Don't be Afraid to Bet on McDonald's Turnaround
After months of reporting declining comps, it seems like McDonald’s (MCD) is starting to show signs of recovery. McDonald’s recently reported great quarterly results and it looks like Steve Easterbrook’s plans are working. Easterbrook’s turnaround initiatives have reaped profits and the stock has moved up in response.Showing signs of recovery, McDonald’s posted adjusted earnings per share of $1.28 in the latest reported quarter. The EPS comfortably beat the analysts’ estimate of $1.23 EPS.

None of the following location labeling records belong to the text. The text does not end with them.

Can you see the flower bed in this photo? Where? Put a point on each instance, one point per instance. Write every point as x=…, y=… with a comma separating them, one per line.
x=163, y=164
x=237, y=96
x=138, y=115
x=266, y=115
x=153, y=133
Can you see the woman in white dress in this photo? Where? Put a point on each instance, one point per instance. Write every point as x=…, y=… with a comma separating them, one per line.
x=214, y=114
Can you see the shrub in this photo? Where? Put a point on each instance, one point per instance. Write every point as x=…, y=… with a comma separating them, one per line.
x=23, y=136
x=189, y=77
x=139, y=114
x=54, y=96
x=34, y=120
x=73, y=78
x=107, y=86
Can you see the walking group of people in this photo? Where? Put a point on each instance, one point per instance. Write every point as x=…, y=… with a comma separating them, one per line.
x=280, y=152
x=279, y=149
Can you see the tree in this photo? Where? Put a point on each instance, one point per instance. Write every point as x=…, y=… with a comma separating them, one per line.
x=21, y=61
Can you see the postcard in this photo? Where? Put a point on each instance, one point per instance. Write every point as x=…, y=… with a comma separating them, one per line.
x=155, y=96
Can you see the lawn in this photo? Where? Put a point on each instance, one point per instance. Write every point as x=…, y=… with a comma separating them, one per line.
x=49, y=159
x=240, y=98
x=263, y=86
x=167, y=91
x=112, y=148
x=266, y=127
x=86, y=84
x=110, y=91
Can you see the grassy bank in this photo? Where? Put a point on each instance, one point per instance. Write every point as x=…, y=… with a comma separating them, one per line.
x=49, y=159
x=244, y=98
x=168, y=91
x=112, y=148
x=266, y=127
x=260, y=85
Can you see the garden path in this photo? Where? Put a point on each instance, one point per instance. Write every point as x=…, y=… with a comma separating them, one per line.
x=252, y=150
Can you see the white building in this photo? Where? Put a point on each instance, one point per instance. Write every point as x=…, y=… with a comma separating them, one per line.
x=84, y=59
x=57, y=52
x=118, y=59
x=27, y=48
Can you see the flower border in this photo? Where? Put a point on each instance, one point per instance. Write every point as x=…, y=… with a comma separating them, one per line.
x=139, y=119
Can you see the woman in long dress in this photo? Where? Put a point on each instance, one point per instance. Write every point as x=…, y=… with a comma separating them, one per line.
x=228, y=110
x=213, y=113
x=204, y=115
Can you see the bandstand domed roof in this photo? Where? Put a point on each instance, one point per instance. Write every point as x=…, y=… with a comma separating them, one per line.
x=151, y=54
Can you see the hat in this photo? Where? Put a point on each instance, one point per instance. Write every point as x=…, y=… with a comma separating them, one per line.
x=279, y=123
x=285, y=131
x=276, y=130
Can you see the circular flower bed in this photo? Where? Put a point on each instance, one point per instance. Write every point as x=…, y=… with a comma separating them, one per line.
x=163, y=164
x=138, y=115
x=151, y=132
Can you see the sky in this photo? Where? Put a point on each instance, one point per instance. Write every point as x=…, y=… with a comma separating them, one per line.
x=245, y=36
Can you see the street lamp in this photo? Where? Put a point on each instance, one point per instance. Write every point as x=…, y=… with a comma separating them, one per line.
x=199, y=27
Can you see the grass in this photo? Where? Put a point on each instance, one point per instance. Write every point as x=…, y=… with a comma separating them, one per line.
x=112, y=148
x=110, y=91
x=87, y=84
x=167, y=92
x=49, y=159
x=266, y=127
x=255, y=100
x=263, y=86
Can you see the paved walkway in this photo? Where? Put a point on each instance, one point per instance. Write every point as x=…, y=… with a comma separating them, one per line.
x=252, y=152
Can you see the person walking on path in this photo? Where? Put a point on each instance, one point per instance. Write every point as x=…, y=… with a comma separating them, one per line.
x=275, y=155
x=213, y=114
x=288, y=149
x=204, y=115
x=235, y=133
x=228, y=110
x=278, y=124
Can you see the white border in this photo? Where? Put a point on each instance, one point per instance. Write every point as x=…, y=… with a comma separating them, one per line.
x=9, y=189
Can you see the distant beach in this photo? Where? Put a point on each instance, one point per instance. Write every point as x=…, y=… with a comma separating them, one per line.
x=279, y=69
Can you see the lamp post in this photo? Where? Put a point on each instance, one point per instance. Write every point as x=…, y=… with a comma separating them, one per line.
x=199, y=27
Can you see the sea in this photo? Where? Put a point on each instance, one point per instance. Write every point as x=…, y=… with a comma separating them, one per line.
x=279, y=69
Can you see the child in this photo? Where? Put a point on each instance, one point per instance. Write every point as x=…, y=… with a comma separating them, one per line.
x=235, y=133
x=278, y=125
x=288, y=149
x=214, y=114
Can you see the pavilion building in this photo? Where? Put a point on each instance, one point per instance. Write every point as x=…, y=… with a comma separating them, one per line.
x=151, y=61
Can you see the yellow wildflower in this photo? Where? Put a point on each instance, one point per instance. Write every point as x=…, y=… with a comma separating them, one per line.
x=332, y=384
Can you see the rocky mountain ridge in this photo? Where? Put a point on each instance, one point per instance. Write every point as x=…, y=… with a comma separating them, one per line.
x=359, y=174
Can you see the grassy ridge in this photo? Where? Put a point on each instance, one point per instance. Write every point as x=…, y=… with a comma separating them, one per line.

Q4FY15 was the most robust quarter for McDonald’s in last four years as U.S. comps jumped considerably mainly due to the launch of all day breakfast service. Ever since his arrival, Easterbrook has been proactive in making changes. He introduced some changes like comprising new Pick 2 for $2 offerings to swap the Dollar Menu, the Buttermilk Crispy Chicken sandwich, and also took a pledge to eliminate antibiotics from all the chicken they use as well as ultimately shift to cage free eggs.
In 2012, when Burger King unloaded almost its entire enduring 418 company-owned restaurant, it was able to double its net income within a year. That step lead to $85 million jump in franchise-level operating profit and supported the company to cut $105 million in common and administrative expenses, but the company forfeited $105 million in restaurant-level operating profit.
McDonald’s is anticipating the same situation to occur. As per its previous year’s results and each restaurant averages, the company would mislay $388 million in operating profit by refranchising 4,000 restaurants. However, the difference would be more than reimbursed by the $500 million in common and administrative expenses the company strategies to cut.
At the end, there are certainly various threats to the approach. Most recently, the company’s relationship with its franchisees touched all-time lows, yet that may have altered with prior quarter’s positive results. The refranchising policy will surge the company’s reliance on franchisees and their assistance. The company is also strategizing to take additional debt to purchase back shares which will lead to imbalance in the balance sheet. Conversely, refranchising will certify a steadier cash flow, and if the company can successfully live up to its promise of cutting $500 million in expenditures, McDonald should appear more lucrative.
Given the success of the recent initiatives, I think investors can trust Easterbrook to lead McDonald’s. The company has shown tremendous growth under his leadership, and I expect his future initiatives to reap rewards as well.